07.04.2016, 12:30 Uhr

Remax Vortrag zu Immo-Preisen und Steuer-Tipps

Sabrina Egger (Immobilienberaterin RE/MAX Impuls) Mag. Bernhard Pontasch (Geschäftsführer Steuerberatung Pöschl & Partner) Susanne Pertl (Broker/Managerin RE/MAX Impuls) Herbert Aschbacher (Immobilienberater RE/MAX Impuls) (Foto: KRM)

Infos zu Neuregelung von Schenkung oder Erbschaften waren am gefragtesten.

SPITTAL. Immobilien-Interessierte kamen bei dem von Remax Impuls Seeboden organisierten Vortrag in der Wirtschaftskammer Spittal voll auf ihre Kosten. Susanne Pertl (Remax) und Steuerberater Bernhard Pontasch (Pöschl & Partner Klagenfurt) informierten über die Marktentwicklung und die Auswirkungen der Steuerreform für Verkäufer, Eigentümer und Übergeber.

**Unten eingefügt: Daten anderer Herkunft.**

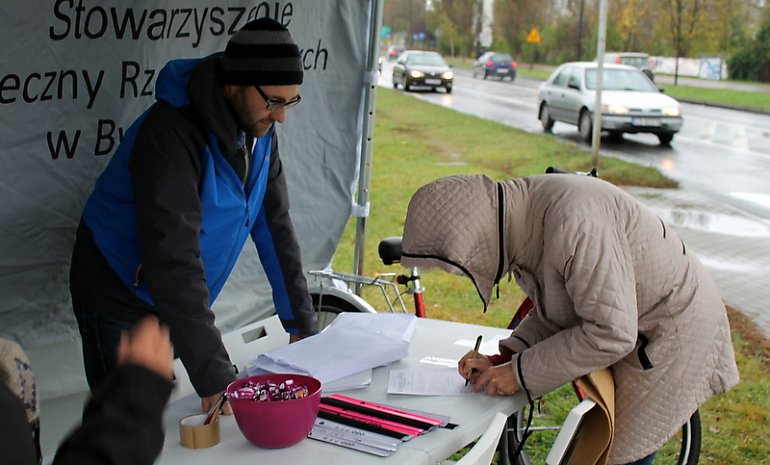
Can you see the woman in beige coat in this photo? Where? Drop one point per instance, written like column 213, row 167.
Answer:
column 612, row 285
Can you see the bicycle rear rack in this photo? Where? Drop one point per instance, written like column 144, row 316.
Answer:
column 386, row 282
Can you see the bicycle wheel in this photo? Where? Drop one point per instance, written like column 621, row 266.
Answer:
column 682, row 449
column 327, row 308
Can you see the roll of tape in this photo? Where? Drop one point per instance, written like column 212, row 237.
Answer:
column 195, row 435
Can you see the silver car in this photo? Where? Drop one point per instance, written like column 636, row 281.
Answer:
column 630, row 102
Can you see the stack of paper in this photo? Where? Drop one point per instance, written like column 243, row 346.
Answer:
column 350, row 347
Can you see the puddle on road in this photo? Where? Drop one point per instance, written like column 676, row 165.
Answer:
column 713, row 222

„Die jüngsten Änderun-gen bei der Grunderwerbsteuer, der Immobilien-Ertragsteuer (Immo-ESt.) und den Abschreibungen und die steuerliche Neuregelung von Schenkung oder Erbschaften mit Immobilien waren neben der Marktentwicklung wohl die spannendsten Themen des Abends“, erklärten die Vortragenden.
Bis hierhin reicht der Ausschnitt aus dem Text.